Kinesthetic perception is one of the most important sensations to human beings.
The vestibular system thus plays an important role in our lives. We usually overlook the contributions of the vestibular system to our lives, simply because it doesn’t give us the sense of this vivid and harmonic world the way our eyes and ears do. However, we would not have a complete sensation without the perception of motion. Vestibular system is one of the most important sensory apparatus for detecting the perception of motion. One of the most experienced kinesthetic perceptions in our life is the motion associated with driving. Almost all of the existing EEG correlated research studies of perceiving kinesthetic stimuli focus on the brain dynamics of the subjects receiving visual and/or auditory stimulus, very few one focus on the subject perception of kinesthetic stimulus such as car drivers, airplane pilots, etc.
After the investigation of kinesthetic perception, we would use the portable real-time BCI system as the base platform and increase some actual functions such as low-power consumption for portability and high computational capability to process EEG signal. The portable and real-time BCI system consists of a 4-channel bio-signal
acquisition/amplification module, a wireless transmission module, a dual-core signal processing unit and a host system for display and storage. The embedded dual-core processing system with multi-task scheduling capability was proposed to acquire and process the input EEG signals in real-time. In addition, the wireless transmission module, which eliminates the inconvenience of wiring, can be switched between radio frequency (RF) and Bluetooth according to the transmission distance. Finally, the real-time EEG-based drowsiness monitoring and warning algorithms were implemented and integrated into the system to close the loop of the BCI system. The practical online testing demonstrates the feasibility of using the proposed system with the ability of real-time processing, automatic analysis and on-line warning feedback in real-world operation and living environments.

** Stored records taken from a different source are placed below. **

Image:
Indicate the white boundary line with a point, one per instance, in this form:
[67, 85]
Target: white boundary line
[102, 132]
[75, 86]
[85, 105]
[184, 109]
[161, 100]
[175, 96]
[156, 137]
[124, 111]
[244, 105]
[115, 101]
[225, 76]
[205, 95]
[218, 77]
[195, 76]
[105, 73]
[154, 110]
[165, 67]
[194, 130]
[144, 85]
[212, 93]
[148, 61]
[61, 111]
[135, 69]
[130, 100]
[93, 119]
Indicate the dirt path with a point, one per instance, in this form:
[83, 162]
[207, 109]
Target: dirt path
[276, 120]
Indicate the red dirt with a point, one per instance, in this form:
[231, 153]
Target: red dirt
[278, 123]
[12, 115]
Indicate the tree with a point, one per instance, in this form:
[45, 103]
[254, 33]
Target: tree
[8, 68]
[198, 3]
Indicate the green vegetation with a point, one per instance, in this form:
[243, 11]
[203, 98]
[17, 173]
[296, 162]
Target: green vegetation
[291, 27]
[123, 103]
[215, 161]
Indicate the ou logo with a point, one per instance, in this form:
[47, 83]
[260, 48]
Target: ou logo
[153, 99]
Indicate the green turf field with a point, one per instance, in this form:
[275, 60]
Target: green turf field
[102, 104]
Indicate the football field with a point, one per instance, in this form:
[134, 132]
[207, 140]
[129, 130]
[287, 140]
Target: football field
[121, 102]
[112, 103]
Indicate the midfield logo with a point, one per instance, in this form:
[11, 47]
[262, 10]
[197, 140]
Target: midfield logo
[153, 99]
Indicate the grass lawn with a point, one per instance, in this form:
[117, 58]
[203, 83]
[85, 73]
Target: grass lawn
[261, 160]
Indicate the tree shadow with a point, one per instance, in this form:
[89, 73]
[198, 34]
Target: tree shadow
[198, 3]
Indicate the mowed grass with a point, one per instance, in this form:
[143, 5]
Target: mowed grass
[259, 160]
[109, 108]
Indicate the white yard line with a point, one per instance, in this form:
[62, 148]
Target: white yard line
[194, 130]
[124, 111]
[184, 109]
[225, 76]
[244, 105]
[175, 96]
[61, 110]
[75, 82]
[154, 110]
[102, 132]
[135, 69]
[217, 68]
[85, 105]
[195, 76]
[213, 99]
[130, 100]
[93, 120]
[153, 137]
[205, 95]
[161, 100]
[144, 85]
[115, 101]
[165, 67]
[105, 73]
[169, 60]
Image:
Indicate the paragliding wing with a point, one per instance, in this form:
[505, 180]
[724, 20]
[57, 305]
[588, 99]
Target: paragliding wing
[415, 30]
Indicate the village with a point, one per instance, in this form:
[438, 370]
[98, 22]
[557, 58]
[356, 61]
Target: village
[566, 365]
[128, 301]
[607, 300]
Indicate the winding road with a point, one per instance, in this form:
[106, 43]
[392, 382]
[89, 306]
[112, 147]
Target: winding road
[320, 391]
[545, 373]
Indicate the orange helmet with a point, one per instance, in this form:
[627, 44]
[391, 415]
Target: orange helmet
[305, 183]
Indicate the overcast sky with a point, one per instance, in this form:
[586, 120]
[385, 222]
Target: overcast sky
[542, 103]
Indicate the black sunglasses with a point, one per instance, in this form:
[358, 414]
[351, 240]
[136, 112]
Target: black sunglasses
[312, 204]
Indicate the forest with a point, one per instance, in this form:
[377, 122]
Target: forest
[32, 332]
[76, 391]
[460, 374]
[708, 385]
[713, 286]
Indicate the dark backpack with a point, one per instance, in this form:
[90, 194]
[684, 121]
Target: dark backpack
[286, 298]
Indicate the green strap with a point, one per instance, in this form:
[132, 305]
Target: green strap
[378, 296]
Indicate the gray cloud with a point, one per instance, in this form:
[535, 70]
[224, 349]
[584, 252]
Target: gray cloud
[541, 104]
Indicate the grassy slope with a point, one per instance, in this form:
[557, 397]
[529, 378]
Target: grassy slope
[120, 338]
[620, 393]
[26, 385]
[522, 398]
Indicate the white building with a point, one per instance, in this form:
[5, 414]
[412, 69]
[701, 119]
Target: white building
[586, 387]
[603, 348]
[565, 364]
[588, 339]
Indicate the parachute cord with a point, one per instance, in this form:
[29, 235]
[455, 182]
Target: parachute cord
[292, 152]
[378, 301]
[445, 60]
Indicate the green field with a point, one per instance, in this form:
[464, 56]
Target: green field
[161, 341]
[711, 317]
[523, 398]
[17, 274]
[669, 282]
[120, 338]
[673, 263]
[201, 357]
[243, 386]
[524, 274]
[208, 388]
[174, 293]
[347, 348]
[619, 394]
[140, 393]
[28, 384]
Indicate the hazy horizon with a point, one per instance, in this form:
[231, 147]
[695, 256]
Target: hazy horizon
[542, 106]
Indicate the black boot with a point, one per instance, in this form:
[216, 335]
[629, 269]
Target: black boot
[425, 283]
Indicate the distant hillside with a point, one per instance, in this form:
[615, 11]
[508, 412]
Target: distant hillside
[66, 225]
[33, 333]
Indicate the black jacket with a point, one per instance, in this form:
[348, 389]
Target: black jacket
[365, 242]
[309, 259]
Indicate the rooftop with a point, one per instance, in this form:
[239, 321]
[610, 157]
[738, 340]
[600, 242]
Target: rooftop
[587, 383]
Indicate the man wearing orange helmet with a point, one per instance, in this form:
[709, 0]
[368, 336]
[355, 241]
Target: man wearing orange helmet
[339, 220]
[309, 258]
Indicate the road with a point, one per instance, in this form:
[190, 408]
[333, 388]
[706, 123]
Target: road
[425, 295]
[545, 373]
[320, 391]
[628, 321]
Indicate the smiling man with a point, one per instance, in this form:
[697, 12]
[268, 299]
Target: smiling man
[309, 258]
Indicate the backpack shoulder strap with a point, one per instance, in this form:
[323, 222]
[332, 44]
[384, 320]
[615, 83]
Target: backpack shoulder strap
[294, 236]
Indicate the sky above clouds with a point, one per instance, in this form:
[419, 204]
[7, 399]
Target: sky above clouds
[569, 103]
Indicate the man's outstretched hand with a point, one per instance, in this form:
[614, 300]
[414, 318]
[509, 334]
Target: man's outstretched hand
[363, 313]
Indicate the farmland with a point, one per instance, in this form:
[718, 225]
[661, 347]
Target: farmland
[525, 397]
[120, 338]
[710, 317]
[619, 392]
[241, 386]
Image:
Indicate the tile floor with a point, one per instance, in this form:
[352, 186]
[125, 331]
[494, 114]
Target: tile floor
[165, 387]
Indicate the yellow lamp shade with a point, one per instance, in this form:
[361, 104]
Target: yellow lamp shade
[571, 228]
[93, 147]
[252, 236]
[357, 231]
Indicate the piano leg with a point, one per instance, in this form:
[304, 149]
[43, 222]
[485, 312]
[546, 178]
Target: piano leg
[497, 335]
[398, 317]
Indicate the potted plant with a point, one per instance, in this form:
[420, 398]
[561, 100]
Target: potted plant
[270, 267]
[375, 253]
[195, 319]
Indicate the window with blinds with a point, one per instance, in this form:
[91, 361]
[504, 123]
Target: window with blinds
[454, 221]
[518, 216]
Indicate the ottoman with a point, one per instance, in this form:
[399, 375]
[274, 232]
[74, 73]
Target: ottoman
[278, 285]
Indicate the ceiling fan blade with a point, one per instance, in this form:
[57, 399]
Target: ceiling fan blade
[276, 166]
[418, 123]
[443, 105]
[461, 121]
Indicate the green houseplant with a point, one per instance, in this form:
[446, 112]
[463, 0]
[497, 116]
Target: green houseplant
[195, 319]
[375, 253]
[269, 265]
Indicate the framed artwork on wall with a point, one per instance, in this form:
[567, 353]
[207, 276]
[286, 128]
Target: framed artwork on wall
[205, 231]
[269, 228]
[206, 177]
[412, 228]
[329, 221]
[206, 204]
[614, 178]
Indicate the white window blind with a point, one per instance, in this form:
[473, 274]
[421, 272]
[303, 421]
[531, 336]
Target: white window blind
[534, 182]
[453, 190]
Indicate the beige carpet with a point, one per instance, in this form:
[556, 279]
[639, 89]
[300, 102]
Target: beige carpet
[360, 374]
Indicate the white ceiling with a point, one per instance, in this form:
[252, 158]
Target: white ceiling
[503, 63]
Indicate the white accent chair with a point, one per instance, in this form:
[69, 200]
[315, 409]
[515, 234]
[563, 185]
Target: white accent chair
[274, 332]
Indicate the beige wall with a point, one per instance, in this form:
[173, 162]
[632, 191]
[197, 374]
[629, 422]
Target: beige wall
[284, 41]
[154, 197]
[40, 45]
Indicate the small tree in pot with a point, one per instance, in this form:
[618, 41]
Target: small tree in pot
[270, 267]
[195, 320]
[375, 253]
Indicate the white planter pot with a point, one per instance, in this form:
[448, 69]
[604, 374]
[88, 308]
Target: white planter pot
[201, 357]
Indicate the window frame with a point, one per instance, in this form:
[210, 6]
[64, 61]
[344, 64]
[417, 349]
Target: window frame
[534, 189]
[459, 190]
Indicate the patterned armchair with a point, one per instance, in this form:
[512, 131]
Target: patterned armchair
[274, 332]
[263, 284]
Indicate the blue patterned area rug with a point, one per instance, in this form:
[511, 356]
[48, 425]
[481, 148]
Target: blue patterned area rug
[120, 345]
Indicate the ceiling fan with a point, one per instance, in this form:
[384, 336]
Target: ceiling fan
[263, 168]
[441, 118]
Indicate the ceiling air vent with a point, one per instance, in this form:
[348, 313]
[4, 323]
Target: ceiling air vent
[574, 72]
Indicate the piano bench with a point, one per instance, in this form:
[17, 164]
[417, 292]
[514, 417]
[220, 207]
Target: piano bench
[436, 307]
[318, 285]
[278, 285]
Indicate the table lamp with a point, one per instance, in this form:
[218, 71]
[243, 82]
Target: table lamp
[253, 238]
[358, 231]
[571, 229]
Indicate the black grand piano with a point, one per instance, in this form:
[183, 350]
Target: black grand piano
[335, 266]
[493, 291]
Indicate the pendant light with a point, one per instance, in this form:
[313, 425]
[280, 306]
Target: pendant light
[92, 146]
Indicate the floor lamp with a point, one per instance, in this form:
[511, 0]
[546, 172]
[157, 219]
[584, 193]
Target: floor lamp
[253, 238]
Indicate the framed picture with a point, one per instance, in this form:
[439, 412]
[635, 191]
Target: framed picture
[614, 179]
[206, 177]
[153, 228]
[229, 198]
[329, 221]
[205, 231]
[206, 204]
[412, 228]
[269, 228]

Based on the neural human machine interface/interaction in the future work, we will perform more realistic experiments on the unique VR-based dynamic driving environment which can simulate vehicle driving and 3D surrounded scenes to investigate the EEG correlated activities of the driver (such as, distraction, carsickness (motion sickness), etc.). It will widen the fundamental biomedical and brain science research and spawns new industry opportunities to provide the solutions of real-life problems.
1.3Organization of Dissertation
This dissertation is organized as follows. Chapter 2 describes the virtual reality-based dynamic driving environment, electroencephalogram (EEG) signal acquisition system, Independent Component Analysis (ICA), event-related potential (ERP), and event-related spectral perturbation (ERSP). Chapter 3 explores EEG activation of kinesthetic perception under our unique virtual-reality-based dynamic driving environment. Chapter 4 investigates EEG activation under different cognitive
states and develops drowsiness estimation technology by using Micro Electro Mechanical Systems sensor (MEMS sensor). Based on the drowsiness estimation technology, Chapter 5 develops the portable brain computer interface to real-time detect drivers’ drowsiness. At last, we make some conclusions in Chapter 6.